Pocket is no longer an option
Pocket has shut down and is no longer available. Any of the active alternatives is a safer bet.
About Raindrop
Raindrop is a bookmark manager with polished apps on every major platform, a generous free tier with unlimited bookmarks, and a surprisingly thorough AI layer for Pro users. Pro is $3/mo ($28/yr) and unlocks full-text search across saved pages and PDFs, the Stella AI assistant, a permanent web archive, reminders, and annotations on highlights. Highlights themselves are free on every tier.
The product quietly got ambitious on AI in 2025. There's an official MCP server at /rest/v2/ai/mcp that works with Claude, Cursor, ChatGPT, VS Code with Copilot, Windsurf, and Zed, plus an open REST API with OAuth and token auth.
About Pocket
Pocket launched in 2007 as Read It Later, pioneered the modern read-later category, and was acquired by Mozilla in 2017. For nearly two decades it was the default way to save web articles and read them later on any device, with a clean reader view and optional offline access.
Mozilla shut Pocket down on July 8, 2025. All user data was permanently deleted on November 12, 2025. The apps and extensions no longer work, and any integrations built against the Pocket API have stopped.
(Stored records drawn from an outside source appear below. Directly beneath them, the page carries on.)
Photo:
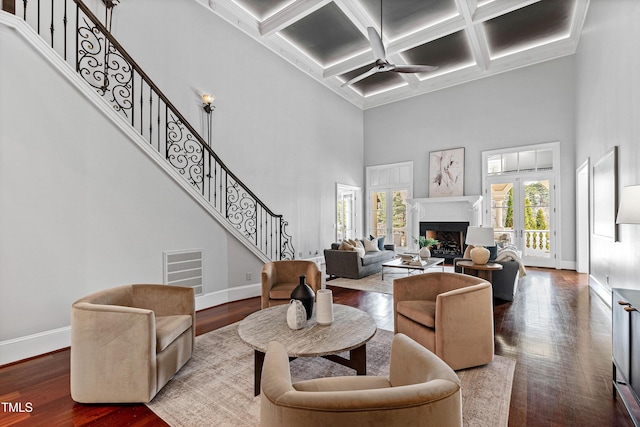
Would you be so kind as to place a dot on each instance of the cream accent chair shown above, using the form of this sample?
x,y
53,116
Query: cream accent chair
x,y
421,390
128,342
451,314
279,278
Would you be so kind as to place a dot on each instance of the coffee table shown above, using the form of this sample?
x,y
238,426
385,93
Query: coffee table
x,y
397,263
350,331
483,271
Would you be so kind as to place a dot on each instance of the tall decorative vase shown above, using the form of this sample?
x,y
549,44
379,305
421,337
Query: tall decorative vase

If you still have an export file from before that date, most modern alternatives (Instapaper, Readwise Reader, Raindrop, Matter, Keep) can import it.
Frequently asked questions
Is Pocket really gone?
Yes. Mozilla shut down Pocket on July 8, 2025 and deleted all user data on November 12, 2025. Existing apps and extensions should be uninstalled. If you still have your export file from before that date, most alternatives can import it.
Will Raindrop's free tier cover what Pocket Premium did?
Mostly yes. Raindrop's free tier is unlimited bookmarks, unlimited collections, unlimited tags, and includes highlights. Pocket Premium's full-text search equivalent on Raindrop requires Pro ($3/mo).
Can I import a Pocket export into Raindrop?
Yes. Raindrop accepts HTML exports from Pocket directly. Import is under Settings → Import.
Is Raindrop a reading app?
Not really. Raindrop has a reader view but it's secondary to its bookmark manager core. If clean, distraction-free reading is what drew you to Pocket, Instapaper or Matter are closer matches.
Does Raindrop save full article text like Pocket did?
Yes on Pro. The permanent web archive feature stores a copy of every page you save. On the free tier, Raindrop stores the bookmark and metadata but not the full page body.
Which is cheaper?
Raindrop Pro is $3/month, the cheapest paid tier in the category. Pocket Premium was $4.99/month. Raindrop's free tier is also more usable than Pocket's free tier ever was.
Does Raindrop have mobile apps?
Yes, on iOS and Android, plus desktop apps for macOS, Windows, and Linux. Browser extensions for Chrome, Firefox, Safari, and Edge. More platform reach than Pocket ever had.
Can Raindrop organise a large library?
Yes, this is where it shines. Nested collections, unlimited tags, smart filters, collaboration on collections, and a polished UI across every device. If you save a lot, Raindrop handles it better than Pocket did.
Does Raindrop have AI features?
Yes, on Pro. The Stella AI assistant does semantic search, summaries, and organizational suggestions. There's also an official MCP server that works with Claude, ChatGPT, Cursor, and other AI tools.
What about highlights?
Raindrop's highlights are free on every tier and work on web pages, PDFs, and EPUBs. Annotations on highlights (adding notes) require Pro. Pocket's highlights required Premium.